Litvin’s given name was Shmuel Litvin ben Shlomo ben Shmuel ben Shneur ben Shmuel. Lot only used it when Litvin insulted his intelligence or physical prowess.
‘Fine. So I was worried about you. Big deal. Listen, we’re wasting time.’ Litvin gripped both sides of the staircase and started his descent.
They moved slowly, unable to see anything in the dark. Down, down they went, deeper and deeper beneath Sodom. Lot must have counted two hundreds stairs, maybe more, before they reached bottom and the stairs gave way to uneven floor.
The salty odour grew as the mould subsided. Their feet crunched over what felt like tiny rocks. Must be salt, thought Lot. The walls were coated with the stuff and rough beneath his fingers.
The passageway narrowed, and the ceiling shrank down, lower and lower. They were in a tunnel made entirely of salt. Lot got on his hands and knees, crawling behind Litvin.
Jagged salt formations jutted from the floor and walls, and cut into his flesh. What was a little blood, a tiny sting, a gash here and there? Lot had endured much worse. He crawled on, ignoring the pain.
Finally, light filtered into the tunnel from ahead and cast green whorls upon the salt, which sparkled everywhere with an eerie sheen. The tunnel opened into a cavern.
Litvin scrabbled to his feet and looked around him with a stunned expression. Lot stood, and he couldn’t help himself: he gasped.
On the cavern walls, green lanterns illuminated paintings of Sodomic creatures. The furniture was strange, nothing like city furniture, much less the boulders of Uncle Abe’s tribe. Built from salt and unknown glowing materials, the chairs were tiny, stood on eight legs, and were curved to hold what Lot could only think of as spheres, and in some cases, bizarre geometric shapes for which – no surprise here – Lot had no names. Miniature tables held metal cylinders and boxes made from bark-like material.
The ceiling, a domed lattice, was as high as the mountains where the goats grazed. Cables and metallic objects dangled from the lattice grids.
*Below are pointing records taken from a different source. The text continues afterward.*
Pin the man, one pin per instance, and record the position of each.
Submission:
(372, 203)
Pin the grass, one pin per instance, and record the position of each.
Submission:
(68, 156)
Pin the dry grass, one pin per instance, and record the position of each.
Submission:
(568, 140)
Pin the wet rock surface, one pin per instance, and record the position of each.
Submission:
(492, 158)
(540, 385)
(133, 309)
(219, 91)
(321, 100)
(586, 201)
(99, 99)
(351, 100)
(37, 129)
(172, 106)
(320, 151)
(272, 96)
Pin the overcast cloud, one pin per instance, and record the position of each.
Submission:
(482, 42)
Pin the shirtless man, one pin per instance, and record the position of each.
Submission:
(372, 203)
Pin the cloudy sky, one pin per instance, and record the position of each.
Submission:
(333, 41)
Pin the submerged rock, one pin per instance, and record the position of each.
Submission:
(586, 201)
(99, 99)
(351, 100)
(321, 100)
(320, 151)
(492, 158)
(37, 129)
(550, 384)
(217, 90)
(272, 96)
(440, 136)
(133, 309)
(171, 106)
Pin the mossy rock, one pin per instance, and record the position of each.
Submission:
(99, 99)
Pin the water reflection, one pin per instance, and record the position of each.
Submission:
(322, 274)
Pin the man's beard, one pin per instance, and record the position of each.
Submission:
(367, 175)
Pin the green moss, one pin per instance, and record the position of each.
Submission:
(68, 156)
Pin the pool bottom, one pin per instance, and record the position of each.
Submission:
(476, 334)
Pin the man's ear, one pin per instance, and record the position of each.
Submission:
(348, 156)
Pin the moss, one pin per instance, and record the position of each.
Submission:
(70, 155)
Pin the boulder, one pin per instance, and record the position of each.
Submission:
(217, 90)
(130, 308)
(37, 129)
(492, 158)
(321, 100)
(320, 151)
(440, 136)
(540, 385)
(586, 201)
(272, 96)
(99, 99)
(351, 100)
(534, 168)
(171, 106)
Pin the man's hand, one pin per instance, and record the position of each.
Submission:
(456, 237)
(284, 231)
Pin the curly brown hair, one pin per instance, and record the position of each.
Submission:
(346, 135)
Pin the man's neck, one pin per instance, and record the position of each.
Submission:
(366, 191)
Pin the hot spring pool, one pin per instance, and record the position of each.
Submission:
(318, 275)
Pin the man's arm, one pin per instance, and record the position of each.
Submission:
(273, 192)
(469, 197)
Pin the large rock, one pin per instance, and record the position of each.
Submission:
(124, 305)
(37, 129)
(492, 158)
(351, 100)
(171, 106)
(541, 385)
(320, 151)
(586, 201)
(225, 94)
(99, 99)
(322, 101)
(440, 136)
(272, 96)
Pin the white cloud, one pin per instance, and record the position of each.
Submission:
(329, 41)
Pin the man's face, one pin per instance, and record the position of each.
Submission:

Litvin the Barbarian smashed his club into one of the tables, which splintered and broke. He then smashed a metal cylinder, which oozed purple across the salt floor. The two men stared at each other for a moment, then Litvin raced to a tunnel on the cavern’s left side and slipped into it. Lot followed and they squeezed through the tunnel, which twisted left then right then left again; and then dipped down, up, and now down again. An awful smell, like that of rotten eggs, filled the air. By the time they reached the tunnel’s end, Lot’s eyes burned with salt and his hair was encrusted with it, but he barely noticed. He was here to kill whatever had taken over Sodom. He was here on official business, that of Abe and Adonai.
He still didn’t know how they were going to do it. Litvin was good at hand-to-hand combat. He could slay dozens of Sodomites within minutes. But Litvin couldn’t take on thousands of them at once and shut down the city.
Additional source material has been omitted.